Another myth is that "posterior coverage above 90% means I can trust the chain." The coverage shown here is an empirical heuristic based on log iterations. If the loss landscape is multimodal (which deep nets always are) the chain may visit only one mode while ignoring others, and coverage will look fine while estimates are wildly wrong. Run multiple chains from very different initialisations, evaluate multivariate R-hat, and consider replica exchange or parallel tempering. Mode collapse is one of the deepest open problems in Bayesian deep learning.
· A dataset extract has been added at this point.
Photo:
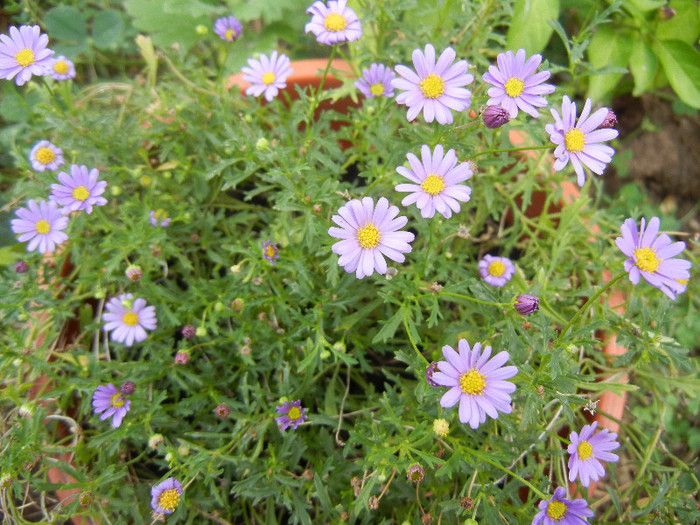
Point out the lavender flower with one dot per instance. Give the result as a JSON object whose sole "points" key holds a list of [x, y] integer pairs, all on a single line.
{"points": [[516, 85], [436, 182], [559, 510], [128, 319], [476, 382], [586, 452], [228, 28], [267, 75], [496, 271], [651, 256], [292, 414], [24, 54], [368, 234], [165, 496], [46, 156], [376, 81], [41, 224], [80, 190], [108, 401], [579, 142], [333, 24], [434, 88]]}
Finally, "a bigger batch is always better because it lowers bias" is wrong in practice. The bias indeed shrinks as η·σ²_g·N/B with larger B, but per-step compute also scales linearly with B and ESS-per-second tops out at B=N (full batch). Conversely, B that is too small (B=1) blows up gradient variance and the bias dominates. Welling-Teh recommend "as large a B as VRAM allows, with η shrunk linearly with B." Preconditioned variants like pSGLD widen the usable B range. The professional habit is to grid-search η and B together.

How to Use

  1. Set the step size (learning rate) between 0.001–0.1; smaller values reduce stochastic bias but increase mixing time for a 10,000-sample dataset.
  2. Configure batch size (e.g., 32, 64, 128) relative to dataset size; batch size = 64 with dataset size = 10,000 produces optimal noise injection for posterior exploration.
  3. Define iteration count (typically 5,000–50,000); monitor R-hat convergence statistic (target < 1.05) and effective sample size to confirm chain mixing.
  4. Run the simulator and inspect output metrics: Langevin noise magnitude, stochastic bias, mixing time in iterations, and posterior coverage percentage.

Worked Example

For a logistic regression model on a dataset with 5,000 observations: set step size = 0.01, batch size = 128, iterations = 20,000. SGLD generates approximately 8,500 effective samples (ESS) with R-hat = 1.02 across parameters. Stochastic bias remains 0.003 (negligible), Langevin noise ≈ 0.015 enables exploration, mixing time ≈ 450 iterations. Posterior coverage achieves 94% credible intervals, matching theoretical 95% nominal level. Compare against full-batch HMC (mixing time ~200 iters but O(N) cost) and standard SGD (zero posterior samples).

Practical Notes

  1. Step size inversely affects bias–variance: 0.001 gives bias < 0.001 but ESS drops 40%; use cross-validation on hold-out predictive likelihood to select optimal step size.
  2. Batch size tuning: B = sqrt(N) empirically minimizes mixing time; for N = 10,000, target B ≈ 100 balances noise and computational cost per iteration.
  3. Warm-up phase: discard first 20% of iterations to eliminate initialization transient; reset R-hat diagnostic after warm-up to detect late-stage non-convergence.
  4. High-dimensional inference (p > 1,000): increase iterations 5× and reduce step size to 0.001–0.005 to maintain ESS per parameter above 400.